Inizierà domani mattina alle ore 11 il processo sui presunti falsi matrimoni in provincia di Cosenza. Si tratta di un’inchiesta coordinata dall’ufficio di procura, diretto dal procuratore capo Mario Spagnuolo, e condotta dai carabinieri, nell’ambito di un’attività investigativa relativa alla veridicità di alcuni permessi di soggiorno che, secondo il teorema accusatorio, sarebbero stati rilasciati a seguito di nozze combinate, mediante pagamento di denaro.

Secondo la procura di Cosenza, infatti, a capo di questa presunta associazione a delinquere finalizzata al favoreggiamento dell’immigrazione clandestina ci sarebbe Armando Leporato. Contestazione che riguarda sei degli otto imputati (Armando Leporato, Andrea Feraudo, Hamd Ait Ali, Elisa Zanfino, Emilia Antolino, Giulia Francesca Carla De Rose).

Matrimoni fittizi in provincia di Cosenza, le accuse della procura

Il presunto sodalizio criminale si sarebbe adoperato «nell’individuazione di cittadini extracomunitari bisognosi di ottenere il permesso di soggiorno, organizzando matrimoni fittizi tra cittadini italiani e cittadini extracomunitari irregolarmente presenti nel territorio nazionale». Tutto ciò, come evidenziato prima, sarebbe avvenuto in cambio di un presunto illecito profitto tra 4500 e 6000 euro a matrimonio. La presunta organizzazione, inoltre, avrebbe assicurato «attività di assistenza e supporto sia nella fase antecedente al momento della celebrazione del matrimonio che successivamente, adoperandosi perché gli stessi potessero ottenere i documenti di identità (carta d’identità e codice fiscale) e di abilitazioni alla guida di autoveicoli nel territorio europeo».

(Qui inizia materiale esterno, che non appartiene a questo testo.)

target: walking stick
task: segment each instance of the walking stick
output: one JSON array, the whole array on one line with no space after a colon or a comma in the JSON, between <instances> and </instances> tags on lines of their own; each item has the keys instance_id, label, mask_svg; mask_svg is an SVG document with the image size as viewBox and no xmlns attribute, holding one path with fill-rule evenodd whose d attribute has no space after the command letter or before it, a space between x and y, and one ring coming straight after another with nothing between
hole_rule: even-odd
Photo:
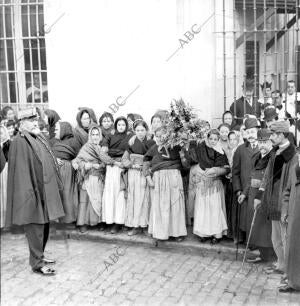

Matrimoni fittizi in provincia di Cosenza, le persone sottoposte a giudizio

A processo dunque si trovano Armando Leporato, Andrea Feraudo, Hamd Ait Ali, Elisa Zanfino, Emilia Antolino, Giulia Francesca Carla De Rose, Elisa Pagliaro e Rossella Altimari. Nel collegio difensivo figurano, tra gli altri, gli avvocati Francesco Tancredi, Francesco Caruso, Giovanni Putortì, Pierpaolo Principato, Valerio Vetere, Eugenio Naccarato, Elena Florio e Roberto Deni. Infine, è bene rimarcare che le persone imputate sono da ritenersi innocenti fino ad eventuale sentenza di condanna passata in giudicato, così come previsto dall’articolo 27 della Costituzione. Allo stato, dunque, gli imputati sono da ritenersi non colpevoli.